EXAMPLE 3CAPS marker development
In maize homozygous wild type SNP491 (or position 2091 of genomic sequence, SNP 2091) is G, which is recognized and cleaved by the restriction enzyme BceAI, whereas in homozygous dek grain mutant this site is a, which is not recognized by BceAI, and CAPS491 marker development is performed at this site (fig. 4). Theoretically, the wild type DNA amplification product contains 1 restriction site, can be cut into 302 and 115bp by BceAI restriction enzyme, and the DNA amplification product of the mutant dek has no restriction site, and the strip length is 417bp.
EXAMPLE 4 CAPS-labeled primer design and Synthesis
CAPS mark specific primer is designed according to the genome sequence of DEK48 gene, CAPS491-F primer (1791-1811 bp of genome sequence) is designed on the first intron of DEK48 gene, CAPS491-R primer (2189-2207 bp of genome sequence) is designed on the second exon, and the length of amplified fragment is 417bp.
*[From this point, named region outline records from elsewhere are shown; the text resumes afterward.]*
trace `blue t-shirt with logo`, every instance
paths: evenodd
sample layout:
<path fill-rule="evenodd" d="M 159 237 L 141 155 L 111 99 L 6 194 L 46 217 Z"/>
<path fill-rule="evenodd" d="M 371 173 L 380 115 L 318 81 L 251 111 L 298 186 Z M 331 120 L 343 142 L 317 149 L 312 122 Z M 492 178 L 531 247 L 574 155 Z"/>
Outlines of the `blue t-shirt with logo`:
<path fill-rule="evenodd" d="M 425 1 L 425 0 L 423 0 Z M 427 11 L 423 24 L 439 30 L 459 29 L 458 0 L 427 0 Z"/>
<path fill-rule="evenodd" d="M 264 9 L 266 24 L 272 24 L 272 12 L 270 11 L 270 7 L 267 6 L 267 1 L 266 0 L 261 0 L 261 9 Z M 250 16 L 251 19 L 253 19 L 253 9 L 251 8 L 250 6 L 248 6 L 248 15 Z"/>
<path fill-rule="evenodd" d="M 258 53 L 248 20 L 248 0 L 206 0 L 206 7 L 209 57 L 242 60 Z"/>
Primers were synthesized by the division of biological engineering (Shanghai).
The specific primer sequences are as follows:
CAPS491-F:5’-GGGGGGTAGTTGGACAAGAGC-3’;SEQ ID NO.6;
CAPS491-R:5’-CTGGCTTGATGCTCGGGTC-3’;SEQ ID NO.7。
example 5
A detection method for CAPS marks for identifying the number of corn gluten layers comprises the following specific steps:
(1) Extracting DNA of corn kernels to be detected;
the first step: about 0.1g of kernel endosperm was cut and placed into a 2mL centrifuge tube, and the steel beads were milled with Geno/Grinder and shaken at 1450rpm for 45s.
And a second step of: 600. Mu.L of the preheated 2% CTAB extract was added to each centrifuge tube with a lance, and the mixture was rapidly inverted and shaken well, and then placed into a 65℃water bath for 30min, and slightly shaken well once every 10 min.
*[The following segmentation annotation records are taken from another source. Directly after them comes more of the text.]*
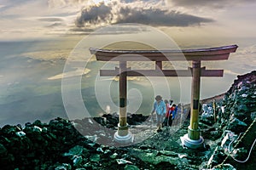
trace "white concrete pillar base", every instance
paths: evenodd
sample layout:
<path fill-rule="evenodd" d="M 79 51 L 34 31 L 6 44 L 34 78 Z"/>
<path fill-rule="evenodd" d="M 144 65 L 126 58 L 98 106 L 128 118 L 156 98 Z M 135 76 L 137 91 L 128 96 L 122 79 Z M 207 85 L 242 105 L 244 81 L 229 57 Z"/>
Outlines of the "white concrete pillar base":
<path fill-rule="evenodd" d="M 204 139 L 200 136 L 198 140 L 193 140 L 189 138 L 188 133 L 183 137 L 180 137 L 183 146 L 186 146 L 190 149 L 204 148 Z"/>

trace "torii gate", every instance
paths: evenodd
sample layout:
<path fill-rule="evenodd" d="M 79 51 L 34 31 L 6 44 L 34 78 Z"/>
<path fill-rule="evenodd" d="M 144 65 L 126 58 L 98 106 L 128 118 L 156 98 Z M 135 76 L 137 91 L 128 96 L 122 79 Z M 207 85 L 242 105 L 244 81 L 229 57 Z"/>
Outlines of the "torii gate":
<path fill-rule="evenodd" d="M 228 60 L 230 54 L 236 52 L 237 45 L 210 48 L 183 50 L 109 50 L 90 48 L 100 61 L 119 61 L 119 68 L 101 70 L 101 76 L 119 76 L 119 123 L 114 139 L 121 144 L 131 142 L 132 135 L 127 126 L 126 98 L 127 76 L 191 76 L 190 125 L 188 133 L 181 137 L 183 144 L 189 148 L 198 148 L 204 139 L 200 136 L 198 127 L 200 82 L 201 76 L 223 76 L 223 70 L 206 70 L 201 67 L 201 60 Z M 143 57 L 140 57 L 143 56 Z M 163 70 L 162 61 L 187 60 L 192 61 L 192 68 L 188 70 Z M 154 61 L 154 70 L 131 70 L 127 61 Z"/>

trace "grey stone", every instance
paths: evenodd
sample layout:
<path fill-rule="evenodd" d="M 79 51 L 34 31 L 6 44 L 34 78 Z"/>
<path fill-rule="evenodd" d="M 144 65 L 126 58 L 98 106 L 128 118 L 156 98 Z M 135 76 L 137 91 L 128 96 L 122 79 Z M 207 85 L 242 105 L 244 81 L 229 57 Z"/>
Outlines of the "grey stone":
<path fill-rule="evenodd" d="M 139 170 L 140 168 L 138 168 L 135 165 L 125 165 L 124 169 L 125 170 Z"/>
And a third step of: 600 μl phenol was added: chloroform: isoamyl alcohol (25:24:1) extract was continuously extracted for 20min and centrifuged at 8000rpm for 15min. The supernatant was transferred to a new centrifuge tube. 2. Mu.LRNaseA (10 mg/mL) was added to each centrifuge tube and the tube was water-bath at 37℃for 30min.
Fourth step: the supernatant was added with equal volumes of chloroform to isoamyl alcohol (24:1), shaken upside down, centrifuged at 8000rpm for 15min and transferred to a new centrifuge tube. Adding 0.7 times of pre-cooled isopropanol, shaking thoroughly, mixing for 15s, and placing in a refrigerator at-20deg.C for 20min.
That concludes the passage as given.